Tarik et Nasreddine : Maâlem Samy, aujourd’hui, la scène artistique et le domaine de la musique andalouse en Algérie, a perdu Cheikh Redouane Ben Sari, Rahimahou Allah, que pouvez vous nous dire à son propos ?

Samy El-Maghribi : Redouane est mort ? Redouane est mort ? Il était à Casablanca ?

Tarik et Nasreddine : Oui à Casablanca et enterré à Casablanca, il y de ça un mois qu’il est mort.
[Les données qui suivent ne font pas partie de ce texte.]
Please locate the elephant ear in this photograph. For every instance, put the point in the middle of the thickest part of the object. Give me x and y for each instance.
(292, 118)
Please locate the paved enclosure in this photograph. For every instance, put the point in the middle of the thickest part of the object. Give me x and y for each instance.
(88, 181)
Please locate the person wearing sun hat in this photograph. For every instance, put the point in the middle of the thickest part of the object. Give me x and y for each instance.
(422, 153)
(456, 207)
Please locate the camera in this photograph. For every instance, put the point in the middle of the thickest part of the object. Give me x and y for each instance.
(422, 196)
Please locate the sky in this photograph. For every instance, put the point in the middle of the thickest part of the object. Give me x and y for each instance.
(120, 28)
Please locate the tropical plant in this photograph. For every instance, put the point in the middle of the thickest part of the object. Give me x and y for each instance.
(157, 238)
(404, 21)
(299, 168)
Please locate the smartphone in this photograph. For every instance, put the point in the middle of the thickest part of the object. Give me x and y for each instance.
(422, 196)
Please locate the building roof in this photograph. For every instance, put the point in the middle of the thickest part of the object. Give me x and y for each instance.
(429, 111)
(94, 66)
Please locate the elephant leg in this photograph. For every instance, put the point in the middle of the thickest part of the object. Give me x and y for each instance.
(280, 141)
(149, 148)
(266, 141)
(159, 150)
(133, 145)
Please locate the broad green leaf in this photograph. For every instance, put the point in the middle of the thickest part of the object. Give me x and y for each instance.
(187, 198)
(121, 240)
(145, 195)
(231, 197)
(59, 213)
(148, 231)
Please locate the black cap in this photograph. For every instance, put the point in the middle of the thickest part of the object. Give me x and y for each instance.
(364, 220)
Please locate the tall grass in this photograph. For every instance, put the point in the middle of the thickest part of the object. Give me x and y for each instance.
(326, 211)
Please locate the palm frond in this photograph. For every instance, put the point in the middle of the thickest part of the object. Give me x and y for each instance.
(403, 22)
Samy El-Maghribi : Ayayaye!!! Vous savez ce qu’il m’a dit?! Il m’a dit : “Je suis un fils de 85 ans, et je n’ai pas la force pour chanter et faire quoi que ce soit“. Je souhaitais l’inviter pour venir à Montréal. Il était une fois avec moi à Casablanca, quand j’habitais encore là bas. Il est venu et a enregistré avec moi au piano. Il a enregistré avec moi « Ana El Kawi », et « Erraâd » de Ben Slimane...

Tarik et Nasreddine : Vous nous avez dit à Paris que c’était lui qui vous a appris mizene (rythme) el-qcid, le huit temps.
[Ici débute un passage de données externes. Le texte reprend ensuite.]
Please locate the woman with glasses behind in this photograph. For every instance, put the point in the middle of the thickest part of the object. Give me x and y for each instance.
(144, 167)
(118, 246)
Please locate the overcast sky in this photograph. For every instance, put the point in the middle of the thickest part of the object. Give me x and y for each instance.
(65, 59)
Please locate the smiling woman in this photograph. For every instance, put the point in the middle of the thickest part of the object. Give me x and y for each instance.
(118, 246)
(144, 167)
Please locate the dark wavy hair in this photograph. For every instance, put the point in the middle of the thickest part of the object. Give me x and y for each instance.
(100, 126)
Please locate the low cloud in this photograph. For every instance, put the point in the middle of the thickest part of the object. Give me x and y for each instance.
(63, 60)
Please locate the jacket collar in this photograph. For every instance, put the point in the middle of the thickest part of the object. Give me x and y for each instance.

Samy El-Maghribi : Oui, oui, c’est lui qui nous a appris el-mizene de « Ana El Kawi », « Taleb »…

Tarik et Nasreddine : Maâlem Samy, parlez- nous un peu de vos souvenirs avec Reinette.

Samy El-Maghribi : Reinette, Allah Yerhamha, je lui volais de ses chansons ses ‘tzaâbilat’, pour les interpréter dans mes chansons. Un jour, je faisais une ‘tzaâbila’ à elle dans un Stikhbar, elle s’est retourné vers moi avec un sourire et m’a dit : “Yel Khouen (voleur)…“ (Sourire).
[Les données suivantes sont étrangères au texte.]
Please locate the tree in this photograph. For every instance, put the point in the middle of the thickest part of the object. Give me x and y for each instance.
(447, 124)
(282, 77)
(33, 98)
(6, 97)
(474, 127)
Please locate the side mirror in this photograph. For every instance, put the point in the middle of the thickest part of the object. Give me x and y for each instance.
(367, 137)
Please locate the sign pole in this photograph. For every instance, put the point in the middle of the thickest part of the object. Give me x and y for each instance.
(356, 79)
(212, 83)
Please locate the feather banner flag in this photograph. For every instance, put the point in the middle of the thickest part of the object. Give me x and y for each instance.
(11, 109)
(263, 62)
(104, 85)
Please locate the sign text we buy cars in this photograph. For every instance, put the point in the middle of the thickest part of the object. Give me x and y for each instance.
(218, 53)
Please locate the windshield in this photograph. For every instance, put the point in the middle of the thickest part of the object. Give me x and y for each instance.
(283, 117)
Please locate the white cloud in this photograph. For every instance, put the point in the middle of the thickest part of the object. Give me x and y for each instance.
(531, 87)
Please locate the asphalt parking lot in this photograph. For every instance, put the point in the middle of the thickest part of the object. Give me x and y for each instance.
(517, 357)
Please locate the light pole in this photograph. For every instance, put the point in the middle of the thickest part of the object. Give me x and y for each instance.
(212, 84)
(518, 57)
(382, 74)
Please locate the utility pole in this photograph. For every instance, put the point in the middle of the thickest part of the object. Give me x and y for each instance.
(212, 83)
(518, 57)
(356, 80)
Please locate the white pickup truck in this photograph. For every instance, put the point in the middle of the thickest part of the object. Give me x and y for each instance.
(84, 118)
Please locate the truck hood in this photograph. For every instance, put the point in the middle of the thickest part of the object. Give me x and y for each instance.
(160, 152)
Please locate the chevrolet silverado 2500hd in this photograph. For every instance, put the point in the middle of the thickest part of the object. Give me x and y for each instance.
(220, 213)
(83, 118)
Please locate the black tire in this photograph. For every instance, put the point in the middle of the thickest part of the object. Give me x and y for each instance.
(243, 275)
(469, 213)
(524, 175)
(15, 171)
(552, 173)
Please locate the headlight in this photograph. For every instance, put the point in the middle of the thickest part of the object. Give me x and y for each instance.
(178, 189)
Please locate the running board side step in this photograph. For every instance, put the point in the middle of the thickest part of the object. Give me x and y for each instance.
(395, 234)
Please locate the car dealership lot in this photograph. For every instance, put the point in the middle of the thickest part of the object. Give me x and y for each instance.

Tarik et Nasreddine : Vous vous rappelez une soirée qu’on a faite chez vous à Paris, avec Mustapha Skandrani, Reinette, jusqu’au matin…

Samy El-Maghribi : Oui, je me rappelle. On le refera Inschallah, Bihawli Allah, et la paix sera dans le monde et je viendrais en Algérie et je chanterais Inschallah avec vous et je passerais avec vous ce qui me reste à vivre… Que dieu vous donne la sérénité et la paix en Algérie.

Tarik et Nasreddine : La langue de l’art et de la musique est la langue de la paix.

Samy El-Maghribi: Biensûr, “Qalouha El-wala“. Le monde est devenu difficile, on prie Dieu, Tabaraka Wa Taâla, qu’il le rende rayonnant et qu’il rayonne nos jours. Et que la paix règne dans le monde, juif et musulman.

Tarik et Nasreddine : Quels sont les maîtres que vous aimiez étant jeune ?

Samy El-Maghribi : Parmi les maîtres qui ont marqué ma jeunesse, Zouzou El-Wahrani, Rahimahou Allah, j’étais jeune et j’étais un grand fan de lui, je le considère comme un grand Cheikh… Aussi, Sassi, Dahmane Ben Achour, Lili Labassi…

Tarik et Nasreddine : Quelles sont les activités de Samy El-Maghribi ces dernières années ?

Samy El-Maghribi : Je ferai un concert à Montréal le 27 Mai Inschallah…

Tarik et Nasreddine : On aimerait que vous chantiez en Algérie avec un orchestre algérien avec vous…

Samy El-Maghribi : Ayama-yama!!! Cela est mon souhait, j’attends que le grand Dieu me l’exauce tant que je suis en vie, je chanterais avec vous et vous aurez la paix et l’espoir en Algérie Inschallah…  L’art nous a appris à être des frères, parce que l’art est une chose magnifique dans la vie de l’homme, c’est lui qui nous a permis d’être des frères et pas autre chose, pas autre chose… Salam. 


Hommage à Samy El-Maghribi
envoyé par andaloussiate


* Tarik Hamouche, talentueux producteur d’émissions à la radio algérienne, décédé le 30/08/2004.